The Columbus Dispatch

Prosecutor needs room as items pile up

- By Kimball Perry

As he walked the aisles of dusty bins, bloody furniture and concrete blocks, Ron O'Brien's memories of murder, mayhem and innocent victims spilled out.

"It brings back both a sense of the most spectacula­r and horrendous crimes in Franklin County," said O'Brien, Franklin County's prosecutor since 1996.

The prosecutor's property room contains evidence, some of it 40 years old, of crimes large and small. It's where justice is patient.

O’Brien wants to replace the overcrowde­d property room that holds evidence for thousands of criminal cases: bicycles and bolt cutters, snow shovels and crossbows, a lightbulb with a fingerprin­t on it. And it gets weirder.

“There’s a lot of sex toys in here,” said Dave Clark, a retired 35-year Columbus police officer. He’s worked in the evidence room for a year.

Thousands of pieces of evidence are stored there — for a minimum of two years in minor cases and seven for the most serious crimes — as conviction­s are appealed and prison sentences are served. In some cases, the advent of technologi­es such as DNA testing breathes new life into cases. Some pieces, such as evidence involving those required to register as sexual offenders for life, have to be

held until the criminal dies.

“We get rid of things at a much slower rate than it comes in,” Assistant Prosecutor Ryan Pfefferle said. Much of his job is keeping track of evidence and the laws affecting how long it must be kept.
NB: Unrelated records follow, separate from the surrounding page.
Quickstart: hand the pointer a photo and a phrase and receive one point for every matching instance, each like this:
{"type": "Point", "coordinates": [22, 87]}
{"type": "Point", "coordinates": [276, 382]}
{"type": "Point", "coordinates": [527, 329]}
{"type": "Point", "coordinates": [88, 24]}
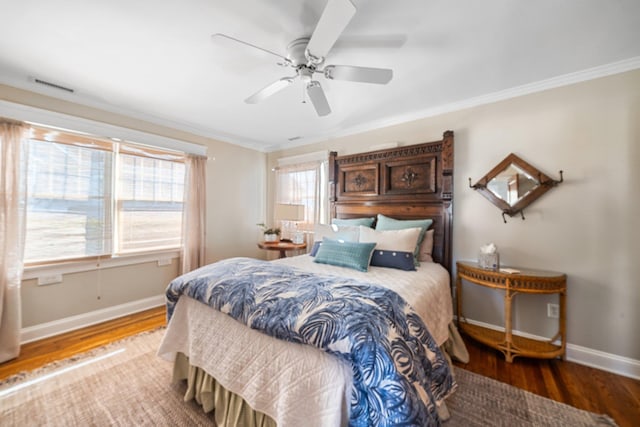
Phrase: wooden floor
{"type": "Point", "coordinates": [567, 382]}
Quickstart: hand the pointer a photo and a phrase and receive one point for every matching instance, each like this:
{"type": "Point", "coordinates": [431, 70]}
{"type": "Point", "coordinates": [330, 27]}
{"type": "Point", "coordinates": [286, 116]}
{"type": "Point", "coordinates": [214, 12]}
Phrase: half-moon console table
{"type": "Point", "coordinates": [526, 281]}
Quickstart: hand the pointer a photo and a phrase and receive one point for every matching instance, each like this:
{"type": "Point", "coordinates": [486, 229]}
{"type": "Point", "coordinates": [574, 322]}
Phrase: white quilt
{"type": "Point", "coordinates": [292, 383]}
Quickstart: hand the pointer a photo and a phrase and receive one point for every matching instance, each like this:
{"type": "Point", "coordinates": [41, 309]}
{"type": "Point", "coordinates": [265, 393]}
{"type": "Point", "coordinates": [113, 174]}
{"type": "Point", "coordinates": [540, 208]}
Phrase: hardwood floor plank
{"type": "Point", "coordinates": [576, 385]}
{"type": "Point", "coordinates": [39, 353]}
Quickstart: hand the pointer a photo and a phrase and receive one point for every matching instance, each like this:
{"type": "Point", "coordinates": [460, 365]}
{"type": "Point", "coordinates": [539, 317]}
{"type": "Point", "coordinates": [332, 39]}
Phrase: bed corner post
{"type": "Point", "coordinates": [332, 183]}
{"type": "Point", "coordinates": [447, 196]}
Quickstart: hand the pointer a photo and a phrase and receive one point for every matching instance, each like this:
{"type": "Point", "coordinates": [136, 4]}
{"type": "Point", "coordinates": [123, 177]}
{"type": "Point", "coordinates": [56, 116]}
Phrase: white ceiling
{"type": "Point", "coordinates": [156, 60]}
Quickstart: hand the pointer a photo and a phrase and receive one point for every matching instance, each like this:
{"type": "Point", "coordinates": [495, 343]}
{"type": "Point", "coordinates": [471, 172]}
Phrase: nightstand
{"type": "Point", "coordinates": [283, 247]}
{"type": "Point", "coordinates": [527, 281]}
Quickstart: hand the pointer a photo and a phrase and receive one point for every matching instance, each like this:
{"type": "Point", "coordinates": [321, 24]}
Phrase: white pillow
{"type": "Point", "coordinates": [426, 248]}
{"type": "Point", "coordinates": [404, 240]}
{"type": "Point", "coordinates": [335, 232]}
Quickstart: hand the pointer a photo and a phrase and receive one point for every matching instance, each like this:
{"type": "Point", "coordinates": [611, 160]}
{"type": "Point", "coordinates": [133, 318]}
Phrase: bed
{"type": "Point", "coordinates": [250, 377]}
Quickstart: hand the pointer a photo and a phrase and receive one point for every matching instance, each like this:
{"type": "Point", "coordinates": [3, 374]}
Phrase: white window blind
{"type": "Point", "coordinates": [304, 184]}
{"type": "Point", "coordinates": [149, 203]}
{"type": "Point", "coordinates": [89, 197]}
{"type": "Point", "coordinates": [68, 202]}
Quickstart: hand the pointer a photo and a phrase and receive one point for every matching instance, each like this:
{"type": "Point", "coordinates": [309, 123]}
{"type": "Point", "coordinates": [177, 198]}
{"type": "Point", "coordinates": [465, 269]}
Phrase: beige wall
{"type": "Point", "coordinates": [235, 203]}
{"type": "Point", "coordinates": [587, 227]}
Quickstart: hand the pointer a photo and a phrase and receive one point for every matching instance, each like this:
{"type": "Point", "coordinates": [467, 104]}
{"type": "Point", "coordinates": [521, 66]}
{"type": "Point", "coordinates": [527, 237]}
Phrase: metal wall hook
{"type": "Point", "coordinates": [550, 182]}
{"type": "Point", "coordinates": [478, 184]}
{"type": "Point", "coordinates": [511, 214]}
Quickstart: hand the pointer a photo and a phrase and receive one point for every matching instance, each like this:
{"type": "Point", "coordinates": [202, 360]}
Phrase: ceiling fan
{"type": "Point", "coordinates": [306, 56]}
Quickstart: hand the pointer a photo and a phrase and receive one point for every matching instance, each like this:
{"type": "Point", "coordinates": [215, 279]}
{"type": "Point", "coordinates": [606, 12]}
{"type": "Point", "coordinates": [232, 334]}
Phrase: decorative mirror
{"type": "Point", "coordinates": [513, 185]}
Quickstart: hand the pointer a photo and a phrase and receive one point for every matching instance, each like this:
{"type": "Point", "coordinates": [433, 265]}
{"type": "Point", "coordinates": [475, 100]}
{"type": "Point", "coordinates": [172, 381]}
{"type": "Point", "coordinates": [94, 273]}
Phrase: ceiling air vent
{"type": "Point", "coordinates": [53, 85]}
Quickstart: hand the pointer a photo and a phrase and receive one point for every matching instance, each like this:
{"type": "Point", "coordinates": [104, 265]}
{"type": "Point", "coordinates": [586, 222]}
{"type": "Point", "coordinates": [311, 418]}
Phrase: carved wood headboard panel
{"type": "Point", "coordinates": [411, 182]}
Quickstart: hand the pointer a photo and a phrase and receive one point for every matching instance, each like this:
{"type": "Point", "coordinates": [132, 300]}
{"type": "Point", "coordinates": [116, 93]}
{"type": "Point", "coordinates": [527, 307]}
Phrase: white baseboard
{"type": "Point", "coordinates": [44, 330]}
{"type": "Point", "coordinates": [609, 362]}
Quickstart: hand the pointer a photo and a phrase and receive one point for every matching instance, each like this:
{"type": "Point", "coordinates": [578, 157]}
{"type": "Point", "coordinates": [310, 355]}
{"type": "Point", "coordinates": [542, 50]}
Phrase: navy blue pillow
{"type": "Point", "coordinates": [393, 259]}
{"type": "Point", "coordinates": [314, 248]}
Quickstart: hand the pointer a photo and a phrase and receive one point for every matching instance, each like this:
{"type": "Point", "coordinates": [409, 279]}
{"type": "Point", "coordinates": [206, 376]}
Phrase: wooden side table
{"type": "Point", "coordinates": [283, 247]}
{"type": "Point", "coordinates": [527, 281]}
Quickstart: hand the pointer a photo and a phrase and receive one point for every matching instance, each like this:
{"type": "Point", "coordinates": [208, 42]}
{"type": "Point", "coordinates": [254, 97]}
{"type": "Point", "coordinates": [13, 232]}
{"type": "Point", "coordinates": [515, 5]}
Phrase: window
{"type": "Point", "coordinates": [306, 184]}
{"type": "Point", "coordinates": [88, 197]}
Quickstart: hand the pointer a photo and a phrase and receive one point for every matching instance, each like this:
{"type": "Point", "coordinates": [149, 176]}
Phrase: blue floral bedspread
{"type": "Point", "coordinates": [399, 372]}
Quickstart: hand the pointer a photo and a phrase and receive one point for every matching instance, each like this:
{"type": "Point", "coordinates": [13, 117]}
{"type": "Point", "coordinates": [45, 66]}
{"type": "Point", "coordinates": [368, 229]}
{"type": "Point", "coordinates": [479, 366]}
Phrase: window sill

Stored evidence has been used to overturn conviction­s, O’Brien said.

Joseph Fears was released from prison in 2009 after DNA exonerated him of a rape conviction. After serving 18 years in prison for rape, Robert McClendon was cleared by DNA evidence and released in 2008. He is so thankful O’Brien kept the evidence that he has campaigned for O’Brien’s re-election.

The evidence that solved big cases and led to conviction­s in sensationa­l cases also is embedded in O’Brien’s memory:

■ John Miller Jr. was convicted of murder thanks in part to a tube of blood, a plaster cast of a shoeprint and

hair in a brush still stored in a bin.

That evidence didn’t help police solve the 1971 killing of Christina Mitchell and her child until Ohio prison officials refused to place Miller, imprisoned on a charge in a separate crime, in solitary confinemen­t in 1974 as he requested. Trading informatio­n for solitary confinemen­t, Miller told a prison guard he’d killed two people in Columbus. Columbus police told Miller to tell them something only the killer would know.

Miller told them that he took a camera off of a table and took a photo at the scene. He described where the knife was embedded in Mitchell’s body. He was convicted and sent to prison for life.

“Had he not come forward, it may never have been solved,” O’Brien said.

■ A .22-caliber handgun hangs on the wall at the Columbus Police Academy. It was the gun brothers

Thaddeus and Gary Lewingdon used in 1977 and 1978 to kill 10 people in Franklin, Fairfield and Licking counties in one of the worst killing sprees in Ohio’s history. The gun led to the brothers being referred to as “The .22-Caliber Killers.” Other evidence in the case remains in the prosecutor’s property room.

■ Another handgun still in the property room was used to convict Charles McCoy. The notorious “I-270 Sniper” used the 9 mm handgun instead of a long gun as his nickname suggested. The evidence room contains the gun and a block of wood with a bullet in it that McCoy shot during his spree.

■ One unusual piece of evidence still kept in the property room is a bag of Wallingfor­d brand coffee, among the evidence gathered to convict John Harris of murder and send him to Ohio’s death row.

It’s unclear how the coffee figured into the case against Harris, 17 at the time, after he and several others kidnapped, raped and murdered nurse Jeanette Nichols in 1974. Harris’ death sentence was commuted to life in prison when Ohio’s death penalty was declared unconstitu­tional in the 1970s. Harris remains in prison.

Concerned about the stuffed property room, O’Brien told his assistant prosecutor­s not to order evidence from police property rooms unless they are sure the case will go to trial. That way, it stays with the police department­s and out of the cramped prosecutor’s property room. O’Brien is looking for more space to help dispense justice.

“By law,” O’Brien said, “we have had to keep things that we might not have kept otherwise.”